Top-Story: 17.11.2010

Stereo-3D: Erst im Kino, jetzt zuhause?

Als gäbe es kein anderes Thema mehr, befassen sich derzeit die meisten Branchenveranstaltungen mit dem Thema Stereo-3D. Die Produktionsseite hat aufgerüstet und mit zahlreichen Pilotprojekten schon bewiesen, dass sie prinzipiell auch in der Lage ist, die heimischen Wohnzimmer mit 3D-Bildern zu beschicken. Wie aber stellt sich das Thema auf der Distributions- und Empfängerseite dar? Wird Stereo-3D vom Fernsehbereich getrieben?
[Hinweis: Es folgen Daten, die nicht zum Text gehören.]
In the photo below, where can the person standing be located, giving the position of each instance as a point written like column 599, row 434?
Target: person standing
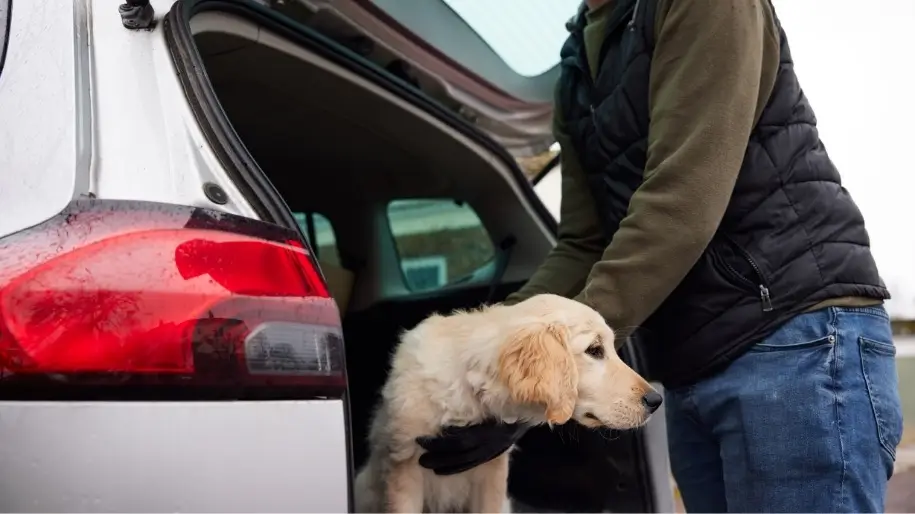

Peter Dehn fasst seine Eindrücke vom jüngsten Symposium der Deutschen TV-Plattform und einer Veranstaltung des Unterhaltungselektronk-Verbands Bitkom zusammen.

Das diesjährige Symposium der Deutschen TV-Plattform stand unter dem Motto »Von HDTV zu 3DTV – Markterfolg oder Hype?« Beim Industrieverband Bitkom wurde eine Woche später das Thema nicht als Frage formuliert, sondern selbstbewusst getitelt: »3D – Next Generation Entertainment«.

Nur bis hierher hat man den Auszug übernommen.